Previamente habían intentado dormirlos poniendo somníferos en la cerveza que les entregaron junto con unos sándwiches. Olsson y Olofsson hicieron que sus rehenes comieran primero, y sólo media hora después se animaron a hacerlo ellos. Nadie tocó la cerveza, pues tenía un aspecto sospechoso. Antes se habían estado alimentando con unas peras que Olsson compartió con el grupo. Una vez las autoridades llegaron a la conclusión de que los secuestradores no eran unos asesinos, decidieron lanzar gases adormecedores por los conductos de ventilación. Pero Olsson encontró la manera de frustrar el plan: ató sogas alrededor de los cuellos de los rehenes y las colgó del techo; si éstos se desvanecían, morirían estrangulados. Dejó que la Policía introdujese una cámara diminuta para que pudiera comprobar la situación. Cuando Birgitta se aflojó el nudo, Jan lo reforzó. Aun así, Kristin explicaría tras su liberación:

Ese era nuestro mundo. Estábamos en la cámara para respirar juntos, para sobrevivir.

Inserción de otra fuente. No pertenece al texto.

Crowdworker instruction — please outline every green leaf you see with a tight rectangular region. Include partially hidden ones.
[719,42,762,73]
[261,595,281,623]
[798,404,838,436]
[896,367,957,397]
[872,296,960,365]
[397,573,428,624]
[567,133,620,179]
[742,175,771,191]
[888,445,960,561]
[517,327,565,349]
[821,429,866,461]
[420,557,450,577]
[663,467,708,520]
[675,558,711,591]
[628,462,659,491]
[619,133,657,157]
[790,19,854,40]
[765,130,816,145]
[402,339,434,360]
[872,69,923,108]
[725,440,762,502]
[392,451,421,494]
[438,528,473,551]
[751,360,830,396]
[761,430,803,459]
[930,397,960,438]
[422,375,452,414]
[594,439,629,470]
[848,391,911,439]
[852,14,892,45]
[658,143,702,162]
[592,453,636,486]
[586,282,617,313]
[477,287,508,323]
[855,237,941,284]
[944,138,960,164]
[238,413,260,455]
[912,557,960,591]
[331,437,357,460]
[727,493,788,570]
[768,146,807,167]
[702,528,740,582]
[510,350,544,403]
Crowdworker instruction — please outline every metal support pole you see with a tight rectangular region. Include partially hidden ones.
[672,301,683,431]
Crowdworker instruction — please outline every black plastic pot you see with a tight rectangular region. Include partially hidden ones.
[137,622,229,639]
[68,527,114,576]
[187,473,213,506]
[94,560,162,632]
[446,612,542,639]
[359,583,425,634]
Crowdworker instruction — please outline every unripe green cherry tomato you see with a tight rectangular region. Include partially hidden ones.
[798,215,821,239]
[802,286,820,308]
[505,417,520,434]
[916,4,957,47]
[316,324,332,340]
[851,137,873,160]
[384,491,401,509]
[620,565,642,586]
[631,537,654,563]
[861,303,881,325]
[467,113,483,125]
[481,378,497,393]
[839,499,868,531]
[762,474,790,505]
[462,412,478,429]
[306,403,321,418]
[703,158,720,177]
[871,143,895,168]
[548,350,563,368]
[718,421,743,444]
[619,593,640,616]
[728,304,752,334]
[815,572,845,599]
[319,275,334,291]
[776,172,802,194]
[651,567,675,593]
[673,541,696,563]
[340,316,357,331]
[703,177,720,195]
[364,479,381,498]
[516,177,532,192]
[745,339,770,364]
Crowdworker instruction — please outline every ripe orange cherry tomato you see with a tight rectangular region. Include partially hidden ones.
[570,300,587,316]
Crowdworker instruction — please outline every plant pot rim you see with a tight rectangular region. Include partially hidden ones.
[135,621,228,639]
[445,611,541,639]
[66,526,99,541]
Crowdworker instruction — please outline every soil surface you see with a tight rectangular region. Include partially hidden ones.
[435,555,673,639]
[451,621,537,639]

Quien amenazara ese mundo sería nuestro enemigo.

Al principio la Policía cedió, pero con el correr del tiempo y sin una alternativa más efectiva el oficial a cargo, Sven Thorander, eligió correr el riesgo. Ordenó poner fin a toda comunicación con el grupo, detener el envío de alimentos, cortar el suministro de luz y que se introdujeran los gases desde el techo. Se vertieron quince botes en un minuto, para que fueran efectivos. Del otro lado de la puerta había policías armados y con máscaras de gas. Se envió también un equipo de anestesiólogos, presto a reanimar a los rehenes que se hubieran desmayado. Fuera del banco aguardaban media docena de ambulancias.

El drama del banco llegó así a su fin. Suecia respiró aliviada. Birgitta se quedó con la radio de Olsson y Kristin con una bala de su ametralladora. Souvenirs que su secuestrador gentilmente les obsequió. Un año más tarde, una de las rehenes visitará a Clark en prisión. Ni Quentin Tarantino en el pico de su creatividad hubiera imaginado un guión tan absurdo como el que se vivió en aquel banco de Estocolmo en el verano boreal de 1973.